Imagine a future where every woman and every young person can access the essential health care and nutrition they need to thrive and to fully participate in the global economy.

Investing in the health and nutrition of women, children, and adolescents saves lives AND is a high-yield economic strategy for poverty reduction, job creation, stability, and long-term prosperity. Healthy beginnings in pregnancy, early childhood, and adolescence enable young people to learn, work, and innovate — generating positive returns throughout their lives for their communities and countries.

The evidence for high return on investment is strong: 

Core interventions in reproductive, maternal, newborn, child, and adolescent health and nutrition cost as little as US$1–US$2 per healthy year of life gained. A 10 percent increase in life expectancy at birth is associated with 0.4 percent higher GDP growth each year. Closing the women’s health gap represents a US$1 trillion economic opportunity.

The world has the tools to end preventable maternal and child deaths and transform countries’ health and economic outcomes, yet recent gains are at risk.
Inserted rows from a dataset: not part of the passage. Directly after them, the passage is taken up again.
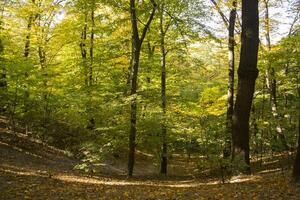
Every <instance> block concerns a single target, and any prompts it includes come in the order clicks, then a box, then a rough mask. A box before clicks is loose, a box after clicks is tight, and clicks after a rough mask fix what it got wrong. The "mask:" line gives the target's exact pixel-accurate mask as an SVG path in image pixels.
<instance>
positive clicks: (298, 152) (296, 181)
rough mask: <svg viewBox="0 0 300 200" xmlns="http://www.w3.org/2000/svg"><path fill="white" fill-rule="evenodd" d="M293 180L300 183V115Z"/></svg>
mask: <svg viewBox="0 0 300 200" xmlns="http://www.w3.org/2000/svg"><path fill="white" fill-rule="evenodd" d="M298 96H299V98H300V89H299V88H298ZM293 179H294V180H295V181H296V182H299V181H300V114H298V148H297V155H296V160H295V163H294V168H293Z"/></svg>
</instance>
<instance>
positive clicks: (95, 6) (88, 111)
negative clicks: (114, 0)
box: [87, 0, 96, 130]
mask: <svg viewBox="0 0 300 200" xmlns="http://www.w3.org/2000/svg"><path fill="white" fill-rule="evenodd" d="M95 7H96V5H95V0H92V2H91V34H90V63H89V69H88V70H89V71H88V86H89V88H88V98H89V102H88V103H87V112H88V115H89V122H88V125H87V128H88V129H90V130H94V129H95V119H94V115H93V112H92V107H93V99H92V94H91V92H92V91H91V90H92V87H91V86H92V85H93V65H94V34H95V33H94V28H95Z"/></svg>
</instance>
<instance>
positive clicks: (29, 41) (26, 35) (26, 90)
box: [24, 0, 36, 134]
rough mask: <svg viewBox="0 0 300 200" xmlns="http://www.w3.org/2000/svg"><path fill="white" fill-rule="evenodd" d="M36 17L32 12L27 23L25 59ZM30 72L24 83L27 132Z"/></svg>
mask: <svg viewBox="0 0 300 200" xmlns="http://www.w3.org/2000/svg"><path fill="white" fill-rule="evenodd" d="M31 2H32V4H35V0H32V1H31ZM35 18H36V15H35V14H34V13H31V14H30V16H29V18H28V23H27V33H26V38H25V46H24V57H25V59H28V57H29V54H30V42H31V29H32V24H33V23H34V20H35ZM28 76H29V73H28V71H25V73H24V77H25V84H24V115H25V119H24V121H25V132H26V134H27V132H28V120H27V112H28V103H27V102H28V99H29V84H28V83H26V80H27V79H28Z"/></svg>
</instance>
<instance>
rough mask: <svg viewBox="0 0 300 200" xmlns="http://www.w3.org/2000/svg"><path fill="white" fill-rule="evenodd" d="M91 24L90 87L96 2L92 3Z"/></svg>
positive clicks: (89, 79)
mask: <svg viewBox="0 0 300 200" xmlns="http://www.w3.org/2000/svg"><path fill="white" fill-rule="evenodd" d="M91 23H92V24H91V38H90V67H89V86H92V85H93V64H94V34H95V33H94V28H95V0H93V1H92V10H91Z"/></svg>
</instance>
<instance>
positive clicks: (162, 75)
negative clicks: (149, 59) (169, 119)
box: [159, 1, 168, 174]
mask: <svg viewBox="0 0 300 200" xmlns="http://www.w3.org/2000/svg"><path fill="white" fill-rule="evenodd" d="M163 24H164V1H163V2H162V3H161V7H160V17H159V28H160V63H161V100H162V111H163V117H162V118H163V120H162V123H161V132H162V152H161V164H160V173H161V174H167V165H168V154H167V153H168V152H167V127H166V110H167V108H166V49H165V30H164V25H163Z"/></svg>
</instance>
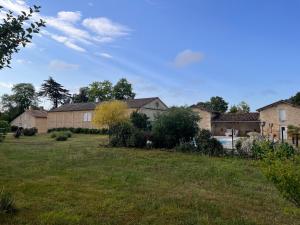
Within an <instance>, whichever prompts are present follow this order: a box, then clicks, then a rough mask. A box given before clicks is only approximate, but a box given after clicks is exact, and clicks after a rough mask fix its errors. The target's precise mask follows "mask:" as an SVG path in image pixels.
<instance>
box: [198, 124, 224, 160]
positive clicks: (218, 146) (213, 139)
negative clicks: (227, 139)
mask: <svg viewBox="0 0 300 225" xmlns="http://www.w3.org/2000/svg"><path fill="white" fill-rule="evenodd" d="M195 141H196V145H197V151H198V152H201V153H203V154H205V155H209V156H221V155H223V154H224V148H223V145H222V144H221V142H219V141H218V140H217V139H215V138H213V137H212V134H211V133H210V131H209V130H204V129H202V130H200V131H199V134H198V135H197V136H196V138H195Z"/></svg>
Weather shocks, rising debt, regional conflicts and the lingering economic effects of the COVID pandemic have forced the poorest nations to reduce their health spending below 2019 levels. Compounding these challenges, recent cuts of at least 20 percent or more in development assistance have begun unraveling the lifesaving health services that women and children rely on most. Without concerted action, by 2030 combined government and donor health spending is projected to further decline in over 80 percent of low-income countries and 40 percent of lower-middle-income countries (LMICs).

The imperative now is to prevent backsliding and accelerate access to affordable, quality health care at scale. 

In 2024, the number of children dying before their fifth birthday rose for the first time this century to nearly 4.9 million children, including 2.3 million newborns — 9 deaths per minute. Every day, 700 women die from preventable causes related to pregnancy and childbirth, with approximately 90 percent of those deaths occurring in LMICs. The United Nations estimates 259 million women who want to avoid pregnancy cannot access modern family planning commodities. As LMICs confront a burgeoning youth population and a massive global gap of nearly 300 million jobs within the next decade, moving from successful pilot programs to sustainable, systemwide reforms that expand affordable access to essential health services will propel opportunity, growth, and resilience — with life-changing effects for the next generation.

Investing in the Global Financing Facility (GFF) will accelerate the path to a world where no woman, child, or adolescent dies of preventable causes — and everyone can realize a healthier, more prosperous future.

As a country-led, catalytic platform hosted at the World Bank Group (WBG), the GFF is uniquely equipped to help partner countries tackle these challenges and accelerate progress, by mobilizing additional financing and prioritizing investments in the most cost-effective health interventions. By 2030, support from the GFF will enable partner countries to expand lifesaving care to hundreds of millions more women and children, build a future-fit workforce, and transform their health systems into sustainable engines of shared prosperity — ushering in a new paradigm for global health.